SSL-chain also broken in Outlook, signed email in Outlook essentially meaningless
Digital signatures can easily be forged and therefore can't be trusted in Outlook because of the same certificate chaining issue plaguing Internet Explorer:
"Outlook's S/MIME implementation is vulnerable to the certificate chain spoofing attack, despite Microsoft's claim that IE is the only affected application. The vulnerability allows anyone to forge the digital signature on an email that is to be viewed with Outlook. No warnings are given, no dialogs are shown. As it stands, there is virtually no difference between signed and unsigned email in Outlook. Unless carefully inspected, signed email in Outlook is essentially meaningless. This also applies to any signed email received over the past 5+ years." SecurityFocus Posting by Mike Benham.

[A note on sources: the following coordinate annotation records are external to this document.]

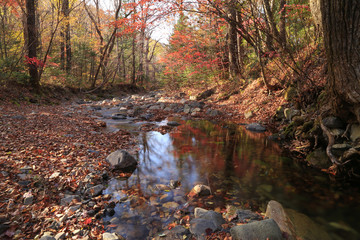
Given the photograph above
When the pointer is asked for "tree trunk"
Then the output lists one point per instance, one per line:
(32, 42)
(341, 26)
(232, 45)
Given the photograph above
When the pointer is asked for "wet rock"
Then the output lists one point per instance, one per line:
(290, 113)
(200, 190)
(248, 114)
(176, 233)
(333, 122)
(261, 230)
(187, 108)
(47, 236)
(205, 94)
(318, 158)
(118, 116)
(171, 205)
(26, 169)
(202, 227)
(4, 227)
(213, 216)
(245, 215)
(275, 211)
(355, 132)
(213, 112)
(306, 228)
(110, 236)
(173, 123)
(174, 184)
(121, 160)
(255, 127)
(28, 198)
(94, 191)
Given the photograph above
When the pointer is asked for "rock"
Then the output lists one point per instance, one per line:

"Briefly, an attacker would sign an untrusted cert with a trusted, intermediate one. Of course, just because the cert doing the signing is trusted, that's no reason why its offspring should be. Unfortunately, neither IE nor Outlook check basic constraints, and for this reason the end user is never warned that the certificate chain is questionable." TheRegister report
Earlier, Mike Benham discovered the certificate chaining issue in various SSL implementation and now he "encourages everyone to send Bill Gates an email from himself". Microsoft is the only company that has not fixed the SSL bug yet. Opera Software and the KDE/Konquerer team reacted within day, while Microsoft tries to whitewash the affair saying that the bug is harmless, despite of a handy exploit available (see below). Mozilla is not effected.
Details on the Microsoft SSL vulnerability can be found here and here. In new version 0.4, Mike Benhams sslsniff exploit, "a simple tool that will allow for undetected hijacking of IE SSL sessions, even on a switched network (Man In The Middle attack)" now comes with a valid CA-signed certificate and key.